Hypnopompic hallucinations are less common than hypnogogic hallucinations and are reported in 7–13% of the population; both are more common in women than men [6]. These typically occur in the setting of sleep deprivation, alcohol ingestion, REM-suppressing medications and/or a change in sleep schedule, and may be repetitive in nature but not stereotyped [7]. Hypnopompic hallucinations are not typically associated with intermittent amnesia and typically resolve with turning the light on [7]. Thirty percent of these hallucinations are reported as frightening [6]. Nielsen and Zadra [8] described terrifying hypnagogic hallucinations as frightening dreams similar to those occurring in REM sleep. However, in this description, the phenomenon is described as arising from sleep-onset REM sleep instead of regular REM periods and to have an immediate recollection of the disturbing content, neither of which appears to fit our case.

Complex gestural automatisms, autonomic activation and mood changes can be seen in frontal lobe seizures. Seizures involving orbitofrontal region can be associated with gestural automatisms, olfactory hallucinations and illusions as well as autonomic signs. Opercular seizures can be seen associated with mastication, salivation, swallowing, gustatory hallucinations, fear and autonomic phenomena. Patients with frontal lobe epilepsy may not experience postictal confusion and the duration of the seizures can be short, compared to seizures arising out of other parts of the brain [9]. The ictal and interictal EEG could be completely normal in this condition, which makes the diagnosis even more challenging [10].

Autosomal dominant nocturnal frontal lobe epilepsy was initially described by Lugaresi and Cirignotta [11] in 1981, and is characterized by a genetic defect in the nicotinic acetylcholine receptor. This condition typically manifests in the second decade. The patients can experience multiple seizures per night (clustering), and the frequency tends to decrease during adulthood. Occasionally seizures can occur during wakefulness. Semiology comprises of hyperkinetic activity, bimanual and bipedal automatisms, vocalizations such as screaming, laughing, autonomic activation, and epileptic nocturnal wandering reminiscent of sleep walking. Awareness may or may not be preserved.

As there was concern for seizures, the decision was made to proceed directly with video EEG (vEEG) monitoring instead of a PSG. It can be difficult to differentiate parasomnias from nocturnal seizures, and vEEG is the gold standard for making a diagnosis of epilepsy. The benefits compared to PSG include an expanded EEG montage allowing for increased sensitivity for detecting ictal and interictal activity, and prolonged monitoring as the study is run 24 h a day - often for multiple days [12]. As continuous pulse oximetry, electrooculogram and electromyogram can be easily added to the montage, the only major limitation of vEEG compared to PSG is a lack of respiratory monitoring of apneas and hypopneas.
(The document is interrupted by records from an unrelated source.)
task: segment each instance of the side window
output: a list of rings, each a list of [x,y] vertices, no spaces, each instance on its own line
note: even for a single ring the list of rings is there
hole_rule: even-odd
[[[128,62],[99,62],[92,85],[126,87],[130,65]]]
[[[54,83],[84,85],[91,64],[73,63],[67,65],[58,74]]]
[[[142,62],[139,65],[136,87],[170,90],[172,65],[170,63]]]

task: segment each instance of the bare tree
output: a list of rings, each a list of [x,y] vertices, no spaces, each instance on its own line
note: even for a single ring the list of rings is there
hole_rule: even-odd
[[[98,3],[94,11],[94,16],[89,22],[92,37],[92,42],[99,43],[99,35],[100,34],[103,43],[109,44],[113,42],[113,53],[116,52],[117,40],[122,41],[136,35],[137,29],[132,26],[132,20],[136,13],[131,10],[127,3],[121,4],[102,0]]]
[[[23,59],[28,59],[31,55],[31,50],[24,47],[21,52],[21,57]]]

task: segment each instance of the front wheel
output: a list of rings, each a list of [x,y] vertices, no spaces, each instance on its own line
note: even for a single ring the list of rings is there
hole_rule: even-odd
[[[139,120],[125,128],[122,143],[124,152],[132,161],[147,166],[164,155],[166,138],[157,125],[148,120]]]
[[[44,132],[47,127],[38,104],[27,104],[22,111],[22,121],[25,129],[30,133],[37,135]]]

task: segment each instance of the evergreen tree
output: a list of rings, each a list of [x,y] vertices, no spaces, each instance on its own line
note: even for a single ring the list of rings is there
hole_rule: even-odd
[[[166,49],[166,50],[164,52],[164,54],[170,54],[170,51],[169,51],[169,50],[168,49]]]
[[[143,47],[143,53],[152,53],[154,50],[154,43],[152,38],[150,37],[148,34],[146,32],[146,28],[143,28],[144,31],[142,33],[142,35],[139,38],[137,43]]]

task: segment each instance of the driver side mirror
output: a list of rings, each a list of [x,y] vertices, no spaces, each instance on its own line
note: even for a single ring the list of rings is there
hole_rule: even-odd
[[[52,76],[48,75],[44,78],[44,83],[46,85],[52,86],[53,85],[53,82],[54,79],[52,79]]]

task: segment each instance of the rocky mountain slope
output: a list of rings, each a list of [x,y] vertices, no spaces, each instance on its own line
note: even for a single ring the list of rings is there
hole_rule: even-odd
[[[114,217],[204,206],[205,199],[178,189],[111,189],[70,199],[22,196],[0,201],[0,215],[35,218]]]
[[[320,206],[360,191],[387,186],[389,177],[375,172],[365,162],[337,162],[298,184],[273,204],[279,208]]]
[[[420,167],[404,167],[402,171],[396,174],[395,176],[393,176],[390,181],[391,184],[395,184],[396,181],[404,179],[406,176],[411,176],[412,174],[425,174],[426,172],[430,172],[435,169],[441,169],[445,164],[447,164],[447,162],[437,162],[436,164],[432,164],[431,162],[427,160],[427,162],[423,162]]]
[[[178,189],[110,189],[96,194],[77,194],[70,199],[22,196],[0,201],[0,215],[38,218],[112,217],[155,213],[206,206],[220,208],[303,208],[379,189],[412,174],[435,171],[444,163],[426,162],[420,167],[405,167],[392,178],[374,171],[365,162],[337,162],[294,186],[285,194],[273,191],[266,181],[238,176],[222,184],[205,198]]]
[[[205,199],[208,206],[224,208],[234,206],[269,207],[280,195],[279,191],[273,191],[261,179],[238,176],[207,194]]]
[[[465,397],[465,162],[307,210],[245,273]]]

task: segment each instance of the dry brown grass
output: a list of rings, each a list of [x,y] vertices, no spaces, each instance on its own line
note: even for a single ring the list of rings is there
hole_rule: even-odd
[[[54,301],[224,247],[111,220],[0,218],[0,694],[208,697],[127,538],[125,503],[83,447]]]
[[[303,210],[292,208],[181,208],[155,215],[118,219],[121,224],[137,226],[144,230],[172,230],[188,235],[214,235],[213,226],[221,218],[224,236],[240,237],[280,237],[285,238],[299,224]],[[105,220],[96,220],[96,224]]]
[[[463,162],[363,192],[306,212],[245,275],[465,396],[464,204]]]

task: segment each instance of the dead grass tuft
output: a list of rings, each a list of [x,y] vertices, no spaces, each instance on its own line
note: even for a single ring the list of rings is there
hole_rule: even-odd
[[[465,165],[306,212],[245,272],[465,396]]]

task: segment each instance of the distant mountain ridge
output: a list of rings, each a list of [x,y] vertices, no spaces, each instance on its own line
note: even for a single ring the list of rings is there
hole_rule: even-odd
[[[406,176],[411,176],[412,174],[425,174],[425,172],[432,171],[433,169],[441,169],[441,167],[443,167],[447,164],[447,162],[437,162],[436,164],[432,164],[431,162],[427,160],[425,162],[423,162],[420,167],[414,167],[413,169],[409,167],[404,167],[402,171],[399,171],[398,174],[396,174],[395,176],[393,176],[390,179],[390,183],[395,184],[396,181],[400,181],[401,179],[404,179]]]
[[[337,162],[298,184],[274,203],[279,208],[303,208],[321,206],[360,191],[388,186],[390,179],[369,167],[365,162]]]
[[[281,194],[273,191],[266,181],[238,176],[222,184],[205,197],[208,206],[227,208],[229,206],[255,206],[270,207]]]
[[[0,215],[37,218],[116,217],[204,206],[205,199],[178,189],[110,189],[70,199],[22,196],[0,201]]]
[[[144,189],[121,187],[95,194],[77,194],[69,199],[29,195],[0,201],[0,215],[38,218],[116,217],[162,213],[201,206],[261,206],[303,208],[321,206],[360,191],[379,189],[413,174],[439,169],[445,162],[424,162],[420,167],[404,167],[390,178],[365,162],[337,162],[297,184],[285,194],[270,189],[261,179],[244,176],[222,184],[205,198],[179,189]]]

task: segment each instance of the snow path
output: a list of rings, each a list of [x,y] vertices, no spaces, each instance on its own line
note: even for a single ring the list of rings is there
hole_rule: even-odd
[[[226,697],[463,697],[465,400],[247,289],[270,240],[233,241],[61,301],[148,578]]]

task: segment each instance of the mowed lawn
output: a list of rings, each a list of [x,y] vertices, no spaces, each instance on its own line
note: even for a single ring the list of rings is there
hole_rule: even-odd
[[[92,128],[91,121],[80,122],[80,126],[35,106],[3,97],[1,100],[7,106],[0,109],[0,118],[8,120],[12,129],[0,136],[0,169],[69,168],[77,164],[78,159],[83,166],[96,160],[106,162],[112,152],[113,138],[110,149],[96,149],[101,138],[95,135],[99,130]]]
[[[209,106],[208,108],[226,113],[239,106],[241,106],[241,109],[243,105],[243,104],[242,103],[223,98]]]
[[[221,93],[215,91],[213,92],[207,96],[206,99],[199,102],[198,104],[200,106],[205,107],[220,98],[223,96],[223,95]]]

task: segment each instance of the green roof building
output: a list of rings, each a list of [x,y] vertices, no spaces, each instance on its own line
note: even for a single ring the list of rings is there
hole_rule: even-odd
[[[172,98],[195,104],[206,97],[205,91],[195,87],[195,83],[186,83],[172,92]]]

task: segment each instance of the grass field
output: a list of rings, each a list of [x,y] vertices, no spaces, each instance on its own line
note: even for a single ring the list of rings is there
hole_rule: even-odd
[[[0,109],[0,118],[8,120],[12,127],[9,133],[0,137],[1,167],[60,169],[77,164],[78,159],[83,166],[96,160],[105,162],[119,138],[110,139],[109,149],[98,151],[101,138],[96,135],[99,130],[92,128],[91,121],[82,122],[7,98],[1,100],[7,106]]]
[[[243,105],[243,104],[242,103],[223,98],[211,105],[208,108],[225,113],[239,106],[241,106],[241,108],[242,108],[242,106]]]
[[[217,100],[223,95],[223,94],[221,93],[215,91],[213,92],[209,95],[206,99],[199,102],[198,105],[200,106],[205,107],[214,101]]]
Since the patient was very low risk for obstructive sleep apnea (normal weight, without excessive daytime sleepiness, snoring or witnessed apneas, and a STOP BANG [13] score of 0/8) and had no other symptoms suggesting other organic sleep disorders, a PSG was not performed at the time.

In conclusion, in this case we confirmed the presence of NREM parasomnia - confusional arousals associated with prominent hypnopompic hallucinations - arising from stage N3 sleep. vEEG allowed us to rule out epilepsy as a cause of the patient's complex behaviors, and to differentiate between REM and NREM parasomnias. The patient also had multiple other parasomnias based on history. This case highlights the utility of vEEG monitoring in diagnosing atypical parasomnias and in differentiating between epileptic events and parasomnias in patients with complex nocturnal behaviors, and the possibility of encountering multiple coexisting parasomnias in the same patient.

Statement of Ethics

There are no ethical conflicts to declare.

Disclosure Statement

The authors have no conflicts of interest to disclose.

Funding Sources

The authors received no financial support for the research, authorship, and publication of this article.

Author Contributions

The authors conceived and designed the manuscript, analyzed the data, wrote the manuscript, revised and gave approval to the final version, and are accountable for all aspects of the work.